A pesquisa mostra que
o Brasil é o nono país com o maior número de
pessoas que abrem negócios no mundo. São cerca de
15 milhões de empreendedores iniciais (que estão em
fase de implantação do negócio ou que já
o mantêm por até 42 meses). Eles correspondem a 12,72%
da população adulta de 118 milhões de brasileiros
com 18 a 64 anos de idade.
Embora o Brasil tenha
subido apenas uma colocação, esse crescimento é
extremamente expressivo quando se observa que nesta edição
houve a inserção de cinco países na pesquisa:
Cazaquistão, Porto Rico, República Dominicana, Romênia
e Sérvia. Como a taxa de empreendedorismo de cada país
é calculada individualmente, a inclusão de países
na pesquisa GEM tende a alterar as posições dos remanescentes
no ranking mundial.
Nesta edição,
a pesquisa GEM permaneceu trabalhando com duas categorias de ranking.

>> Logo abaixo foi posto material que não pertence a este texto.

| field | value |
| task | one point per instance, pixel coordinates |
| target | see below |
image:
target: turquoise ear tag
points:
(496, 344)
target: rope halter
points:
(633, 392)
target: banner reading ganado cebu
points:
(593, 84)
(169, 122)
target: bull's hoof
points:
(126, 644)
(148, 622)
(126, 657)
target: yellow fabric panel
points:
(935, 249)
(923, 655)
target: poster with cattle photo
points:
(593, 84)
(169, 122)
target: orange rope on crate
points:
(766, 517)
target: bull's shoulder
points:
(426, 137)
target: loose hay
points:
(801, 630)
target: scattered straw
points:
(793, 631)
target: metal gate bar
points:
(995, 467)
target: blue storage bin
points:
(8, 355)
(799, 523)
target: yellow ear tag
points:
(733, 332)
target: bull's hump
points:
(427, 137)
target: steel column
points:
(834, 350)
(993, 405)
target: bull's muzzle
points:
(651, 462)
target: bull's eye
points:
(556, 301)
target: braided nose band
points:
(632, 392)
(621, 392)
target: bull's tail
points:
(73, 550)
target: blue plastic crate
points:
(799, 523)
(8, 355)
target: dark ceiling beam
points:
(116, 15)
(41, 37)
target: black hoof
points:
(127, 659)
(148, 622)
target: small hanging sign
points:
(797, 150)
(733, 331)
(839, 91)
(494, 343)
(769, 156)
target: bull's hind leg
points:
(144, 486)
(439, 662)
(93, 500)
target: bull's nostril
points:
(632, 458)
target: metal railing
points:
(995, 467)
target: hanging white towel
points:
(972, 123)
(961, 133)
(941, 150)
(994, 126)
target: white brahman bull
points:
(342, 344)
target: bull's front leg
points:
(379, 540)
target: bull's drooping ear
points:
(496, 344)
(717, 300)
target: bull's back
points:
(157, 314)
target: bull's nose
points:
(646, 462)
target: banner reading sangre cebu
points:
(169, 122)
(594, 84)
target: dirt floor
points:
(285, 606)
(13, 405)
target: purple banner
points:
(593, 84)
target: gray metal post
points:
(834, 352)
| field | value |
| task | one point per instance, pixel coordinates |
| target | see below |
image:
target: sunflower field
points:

Uma delas é a taxa de empreendedores em estágio inicial,
medida a partir da pesquisa com a população adulta
(18 a 64 anos) que está ativamente envolvida na criação
de novos empreendimentos ou à frente de empreendimentos com
até três anos e meio. A outra categoria é a
de empresas estabelecidas há pelo menos três anos e
meio (42 meses).
Na categoria de empreendedores
iniciais, os países mais empreendedores são Tailândia
(26,87%), Peru (25,89%), Colômbia (22,72%), Venezuela (20,16%),
República Dominicana (16,75%), China (16,43%), Argentina
(14,43%) e Chile (13,43%). Já os oito países menos
empreendedores são Japão (4,34%), Suécia (4,15%),
Romênia (4,02%), França (3,17%), Bélgica (3,15%),
Porto Rico (3,06%), Rússia (2,67%) e Áustria (2,44%).
Na categoria de empresas
estabelecidas, o Brasil ficou em 6º lugar (9,94%).